Para terminar esta introducción, agradecemos a todo el equipo de profesores y profesoras que durante estos años han hecho crecer una propuesta pedagógica basada en la reflexión crítica de nuestra sociedad desde una perspectiva ética y ciudadana. Muchos miembros de este equipo han seguido otras rutas académicas y nuevos maestros han llegado al encuentro de los estudiantes universitarios. Queremos agradecer de manera especial al profesor César Escajadillo por el esfuerzo y el cuidado puestos en la coordinación general de la elaboración del glosario, así como la participación, en el mismo, del profesor Oscar Sánchez. Finalmente, deseamos expresar nuestro agradecimiento a los miles de estudiantes que durante estos años nos permitieron construir un espacio de encuentro, muchas veces generoso y dispuesto, y otras veces duro y difícil, como suelen ser las relaciones humanas. Por lo general, los aprendizajes más importantes no provienen —necesariamente— de libros como el que estamos a punto de empezar a leer, sino de ese vínculo constante en el que profesores y estudiantes se reconocen, al inicio, como simples desconocidos, pero en el que, con el paso del tiempo compartido en el aula, pueden llegar a encontrarse.

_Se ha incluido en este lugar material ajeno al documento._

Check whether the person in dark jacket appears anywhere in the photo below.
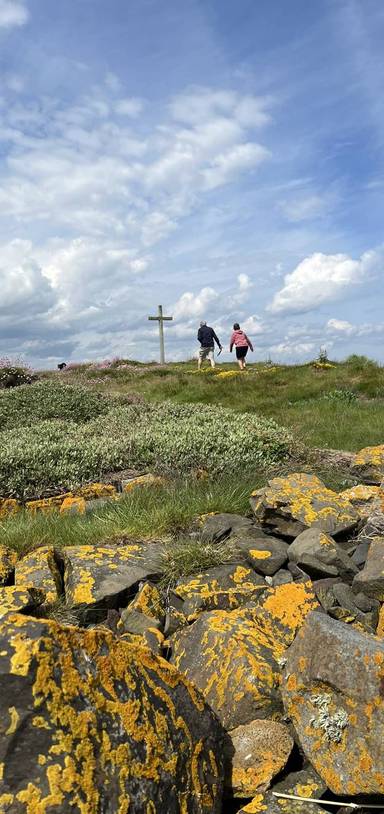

Precisando el campo de la ética

Ramón Ponce Testino*

La intención de este texto es dar una idea concisa de qué es la ética y de qué es lo que implica. En vista de que esta tarea supondrá el uso de términos poco frecuentes, es necesario explicar esos términos también. El problema es que esto último ya no es tan conciso, pues hay mucho que explicar. Para ordenar las cosas, en el desarrollo de aquella idea y de sus implicancias, se ha seguido como guía cuatro cuestiones básicas en cuatro secciones distintas del capítulo. Estas cuestiones plantean aspectos básicos para entender la ética: (i) las ambigüedades del uso del término, (ii) la definición del término que proponemos, (iii) el tipo de cosas sobre las que ella suele versar, y, por último, (iv) lo que ella demanda de nosotros como agentes humanos.

ÉTICA Y MORAL

«Ética» y «moral» tienen que ver con lo correcto e incorrecto, o con lo que nos parece que está bien o está mal. Su significado se asocia a lo que consideramos bueno y preferible, a lo que vemos como aceptable y permitido, y a lo que nos parece execrable o intolerable. Este es su terreno común. No obstante, se trata de términos distintos.

Una primera diferencia es que la raíz lingüística de «ética» tiene precedencia histórica sobre la de «moral». Ethos es el término griego y data de cerca de veinticinco siglos atrás; mores, en cambio, es el término latino y tiene una antigüedad bastante menor (cerca de mil y tantos años). En segundo lugar, la diferencia lingüística conllevaba también una variación semántica. El significado literal de ethos era ‘carácter’, mientras que mores significaba ‘costumbre’. Esta es una diferencia importante, pues carácter y costumbre dan a entender dos puntos de vista distintos sobre el comportamiento. Cuando hablamos de carácter, parece aludirse a un punto de vista interno (lo que nos mueve a actuar de cierta forma, una disposición psicológica característica), mientras que, cuando hablamos de costumbre, parece que aludiéramos a la conformidad con cierta expectativa externa: actuar de acuerdo con lo socialmente acostumbrado.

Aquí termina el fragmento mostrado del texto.